07 October 2014

They Laid out the Red Carpet for Me in Bagram

Travelling to a new base is a lot like a vacation. Except it's not fun, and you have to carry your own bags. And you always depart or arrive in the middle of the night. And you are responsible for two weapons along with your bags.

So it's not like a vacation at all, come to think of it. The flight on the C-130 is exquisitely uncomfortable. Net seating doesn't recline, the roar of the motor isn't muffled, and I am wearing 25 pounds of body armor and have 45 pounds of carry-on on my lap.

We land early that morning and lug our over-sized bags up two flights of stairs in our conex tenements.

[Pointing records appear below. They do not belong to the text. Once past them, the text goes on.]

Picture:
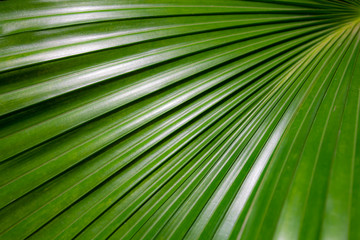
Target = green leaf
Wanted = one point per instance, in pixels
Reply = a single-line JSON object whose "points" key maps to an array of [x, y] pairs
{"points": [[180, 119]]}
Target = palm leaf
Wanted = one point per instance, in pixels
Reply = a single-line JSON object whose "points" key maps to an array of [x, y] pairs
{"points": [[180, 119]]}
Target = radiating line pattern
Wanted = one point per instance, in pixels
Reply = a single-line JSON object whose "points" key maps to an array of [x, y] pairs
{"points": [[180, 119]]}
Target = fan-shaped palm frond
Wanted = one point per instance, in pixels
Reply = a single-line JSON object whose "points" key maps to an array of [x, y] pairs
{"points": [[179, 119]]}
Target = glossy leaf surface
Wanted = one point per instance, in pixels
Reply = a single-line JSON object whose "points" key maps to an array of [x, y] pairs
{"points": [[180, 119]]}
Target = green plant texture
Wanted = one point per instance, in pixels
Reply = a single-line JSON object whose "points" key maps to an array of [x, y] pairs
{"points": [[180, 119]]}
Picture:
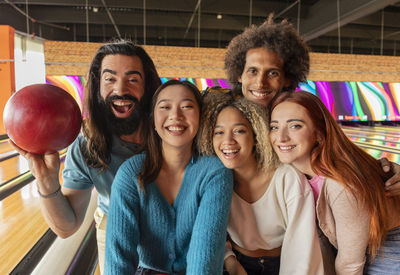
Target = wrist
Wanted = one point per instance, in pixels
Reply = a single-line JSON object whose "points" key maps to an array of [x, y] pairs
{"points": [[50, 195]]}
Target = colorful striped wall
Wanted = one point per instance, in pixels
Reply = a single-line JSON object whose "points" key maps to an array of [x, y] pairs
{"points": [[355, 101]]}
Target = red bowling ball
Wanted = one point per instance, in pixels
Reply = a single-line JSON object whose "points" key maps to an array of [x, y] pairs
{"points": [[42, 118]]}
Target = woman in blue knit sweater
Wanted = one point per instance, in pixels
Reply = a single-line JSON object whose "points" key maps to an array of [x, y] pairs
{"points": [[169, 207]]}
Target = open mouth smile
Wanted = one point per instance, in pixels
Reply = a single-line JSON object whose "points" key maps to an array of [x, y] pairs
{"points": [[230, 153], [286, 148], [122, 108], [176, 129]]}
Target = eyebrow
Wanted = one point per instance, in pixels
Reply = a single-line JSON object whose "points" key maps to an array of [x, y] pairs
{"points": [[237, 124], [289, 120], [167, 100], [126, 73]]}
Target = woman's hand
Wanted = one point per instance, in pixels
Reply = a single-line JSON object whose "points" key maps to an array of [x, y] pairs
{"points": [[392, 185]]}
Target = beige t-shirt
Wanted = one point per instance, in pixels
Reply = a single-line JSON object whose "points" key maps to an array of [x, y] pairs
{"points": [[283, 216]]}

I learn that Prax is sharing a room barely big enough for one with two other Soldiers. Of course neither of them have any idea that she is coming. It must be really fun to wake up at 0500 hours to discover you have a new roommate. With four bags.

I also have four bags. And I also have two roommates. I wonder who is more annoyed-- them or me. Prax, at least, gets a wall locker. I get my lap again.

Two days later we are beginning to settle in. BAF is huge, but we don't realize it quite right away. The main drag is called Disney. A nod to the reach of American culture, I assume, like "Hotel California" (a large tent where transients stay). We feel sheepish on discovering that it is name after a Soldier killed here in a heavy equipment accident in 2002. SPC Jason Disney was a transportation specialist from Nevada. The street signs take on new meaning, to us, at least.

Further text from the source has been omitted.